AA/Desk/Esma Ben Said
Le Président malien Ibrahim Boubacar Keita, se rend jeudi, à Gao dans le Nord-Mali, afin de s'entretenir avec les autorités locales et celles de la force onusienne Minusma, après une violente manifestation contre la mission de l'ONU qui a fait 3 morts à Gao, mardi, a appris Anadolu auprès de la présidence malienne.
Keita a donc renoncé à se rendre à la 24 ème session ordinaire du Sommet des chefs d’Etat et de gouvernement de l’Union Africaine (UA), prévue les 30 et 31 janvier à Addis Abeba, capitale éthiopienne, pour se rendre à la place dans la plus grande ville du Nord Mali, théâtre de violences ces derniers jours.
"Cette visite a pour objectif de décrisper la situation face à la tension palpable existente entre les habitants et la Minusma", a indiqué une source politique à Anadolu.
"La protection du président malien sera assurée par les forces de sécurité maliennes et les casques bleus déployés dans la ville", précise la même source.
Depuis quelques jours la tension est vive à Gao.
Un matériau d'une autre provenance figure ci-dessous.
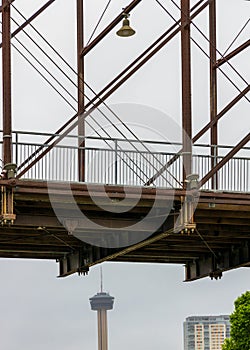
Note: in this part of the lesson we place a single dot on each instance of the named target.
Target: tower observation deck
(101, 302)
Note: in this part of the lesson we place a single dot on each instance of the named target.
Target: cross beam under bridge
(219, 242)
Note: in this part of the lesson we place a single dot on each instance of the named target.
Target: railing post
(213, 90)
(116, 162)
(16, 140)
(186, 90)
(6, 64)
(80, 71)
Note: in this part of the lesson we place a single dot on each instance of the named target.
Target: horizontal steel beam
(225, 159)
(236, 256)
(232, 54)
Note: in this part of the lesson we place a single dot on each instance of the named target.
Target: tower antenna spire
(101, 279)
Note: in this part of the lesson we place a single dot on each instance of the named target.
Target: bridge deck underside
(220, 242)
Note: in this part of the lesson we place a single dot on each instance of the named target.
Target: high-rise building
(206, 332)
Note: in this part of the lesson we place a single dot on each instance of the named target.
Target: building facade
(206, 332)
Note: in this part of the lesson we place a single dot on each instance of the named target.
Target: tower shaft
(102, 330)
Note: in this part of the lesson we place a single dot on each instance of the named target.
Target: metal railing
(126, 162)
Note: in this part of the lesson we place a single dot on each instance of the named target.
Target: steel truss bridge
(83, 200)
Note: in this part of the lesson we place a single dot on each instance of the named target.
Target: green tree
(240, 325)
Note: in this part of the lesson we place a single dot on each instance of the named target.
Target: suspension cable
(99, 21)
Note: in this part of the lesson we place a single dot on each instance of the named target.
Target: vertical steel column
(80, 70)
(186, 89)
(6, 64)
(213, 89)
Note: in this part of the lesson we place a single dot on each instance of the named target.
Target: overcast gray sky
(151, 301)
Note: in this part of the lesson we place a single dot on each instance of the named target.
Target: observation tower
(101, 302)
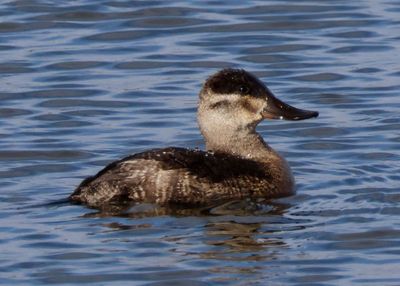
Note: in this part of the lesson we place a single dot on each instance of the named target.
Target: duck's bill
(277, 109)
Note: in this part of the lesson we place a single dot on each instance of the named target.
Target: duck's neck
(244, 142)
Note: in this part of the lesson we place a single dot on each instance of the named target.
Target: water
(86, 82)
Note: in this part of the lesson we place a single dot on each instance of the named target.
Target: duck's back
(177, 175)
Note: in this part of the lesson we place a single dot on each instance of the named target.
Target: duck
(237, 163)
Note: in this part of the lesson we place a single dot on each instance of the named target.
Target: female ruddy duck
(239, 164)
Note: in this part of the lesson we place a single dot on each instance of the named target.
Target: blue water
(83, 83)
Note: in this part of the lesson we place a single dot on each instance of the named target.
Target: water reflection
(84, 83)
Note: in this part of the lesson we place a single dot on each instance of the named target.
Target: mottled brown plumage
(241, 165)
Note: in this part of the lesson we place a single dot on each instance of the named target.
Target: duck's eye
(244, 89)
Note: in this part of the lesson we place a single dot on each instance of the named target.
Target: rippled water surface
(84, 82)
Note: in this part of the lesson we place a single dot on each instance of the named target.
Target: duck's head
(235, 98)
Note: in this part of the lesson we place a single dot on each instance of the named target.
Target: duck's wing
(170, 174)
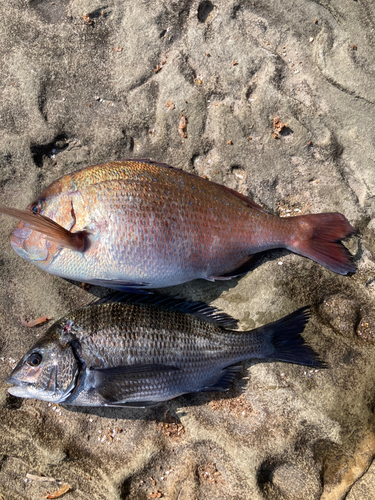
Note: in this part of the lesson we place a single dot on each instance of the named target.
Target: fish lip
(14, 381)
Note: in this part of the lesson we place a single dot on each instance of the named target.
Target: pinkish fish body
(141, 223)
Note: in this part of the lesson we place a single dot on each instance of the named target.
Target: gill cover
(48, 372)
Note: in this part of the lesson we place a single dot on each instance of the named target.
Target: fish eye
(35, 359)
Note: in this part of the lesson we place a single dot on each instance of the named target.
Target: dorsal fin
(198, 309)
(242, 197)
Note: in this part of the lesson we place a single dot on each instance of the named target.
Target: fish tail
(286, 343)
(318, 237)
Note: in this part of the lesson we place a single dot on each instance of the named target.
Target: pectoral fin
(51, 230)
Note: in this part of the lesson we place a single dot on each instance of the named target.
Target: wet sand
(85, 82)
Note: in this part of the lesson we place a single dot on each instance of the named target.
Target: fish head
(49, 372)
(34, 245)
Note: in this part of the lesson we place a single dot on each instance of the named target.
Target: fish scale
(139, 223)
(138, 350)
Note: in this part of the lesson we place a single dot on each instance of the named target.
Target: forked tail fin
(318, 237)
(288, 345)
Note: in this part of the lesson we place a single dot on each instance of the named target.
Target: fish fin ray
(241, 270)
(224, 380)
(119, 285)
(319, 239)
(51, 230)
(134, 404)
(199, 309)
(288, 344)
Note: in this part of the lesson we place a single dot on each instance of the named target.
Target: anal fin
(243, 269)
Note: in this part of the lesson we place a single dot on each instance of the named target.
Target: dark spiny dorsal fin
(198, 309)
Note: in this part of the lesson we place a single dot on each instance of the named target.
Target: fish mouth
(18, 388)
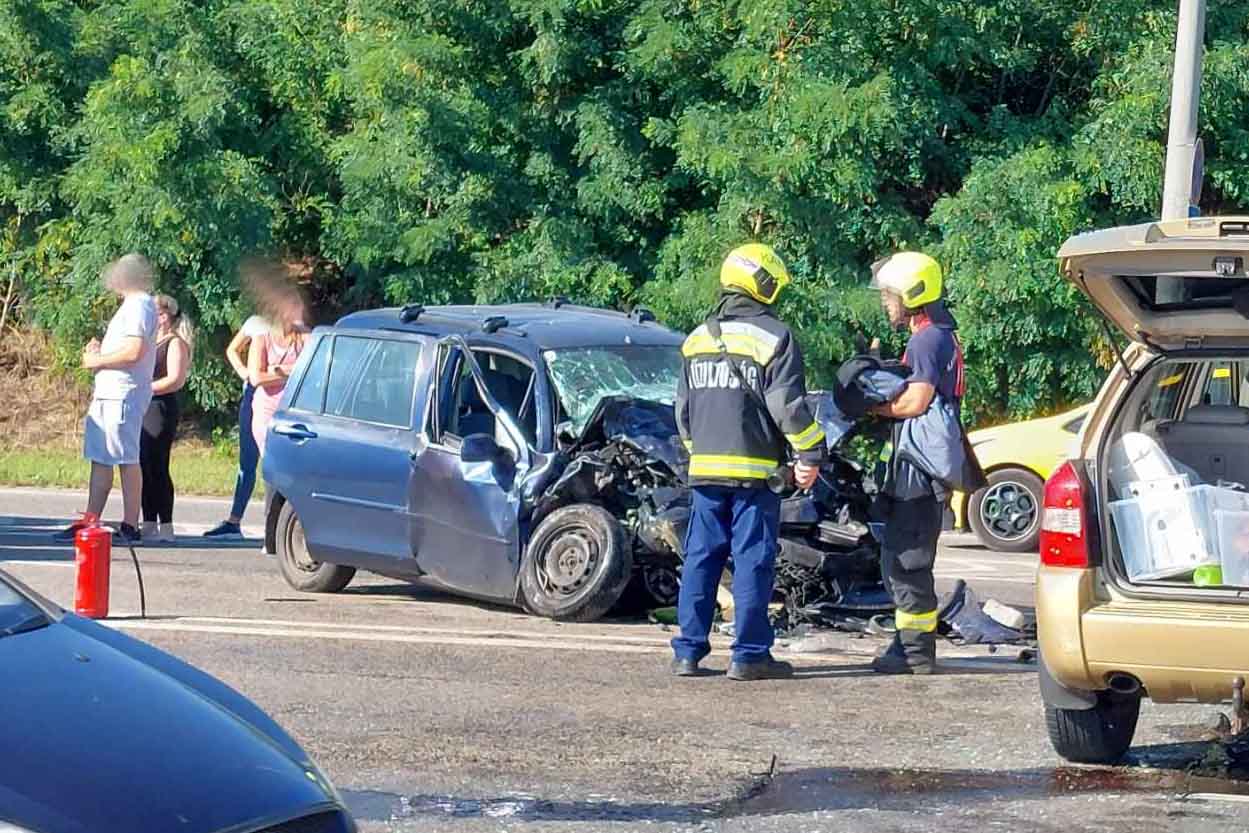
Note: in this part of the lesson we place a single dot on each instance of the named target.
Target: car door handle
(295, 431)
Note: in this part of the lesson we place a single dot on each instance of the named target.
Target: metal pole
(1182, 134)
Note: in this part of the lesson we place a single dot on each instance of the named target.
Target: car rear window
(1193, 292)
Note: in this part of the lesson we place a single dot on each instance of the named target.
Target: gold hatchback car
(1143, 586)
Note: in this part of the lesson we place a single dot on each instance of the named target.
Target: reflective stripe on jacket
(738, 436)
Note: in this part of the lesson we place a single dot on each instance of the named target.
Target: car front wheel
(577, 566)
(1006, 515)
(299, 568)
(1099, 734)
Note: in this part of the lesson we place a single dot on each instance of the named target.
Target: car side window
(1164, 401)
(511, 384)
(372, 380)
(311, 394)
(345, 367)
(1220, 385)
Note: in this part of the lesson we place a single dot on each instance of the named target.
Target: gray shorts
(113, 428)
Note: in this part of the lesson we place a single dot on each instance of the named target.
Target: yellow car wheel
(1006, 515)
Mardi matin, trois personnes sont mortes et une quarantaine ont été blessés, lors d'une manifestation, selon des sources médicales et onusiennes.
Plus d'un millier de manifestants s'étaient rendus dans le quartier général de la Minusma à Gao, afin de protester contre un projet d'un accord de zone temporaire de sécurité que voulait signer la force onusienne et la coordination des mouvements de l'Azawad (CMA-plateforme réunissant des groupes armés séparatistes).
Les manifestants estimaient que cet accord, permettrait, sur le long terme, que les groupes armés séparatistes obtiennent l'autonomie de l'Azawad contre laquelle ils sont opposés.
Selon les témoignages recueillis par Anadolu, les manifestants avaient lancé des cailloux sur les casques bleus tandis que ces derniers ont répliqué par des tirs lacrymogènes. Certains manifestants ont assuré que les casques bleus avaient fait usage de tirs à balles réelles, action que la Minusma a, de son côté, formellement démenti.
A la suite de ces évènements, la Minusma a décidé de retirer son projet de zone temporaire de sécurité, à l’origine des manifestations, avait-elle informé lors d'un point de presse, mardi soir.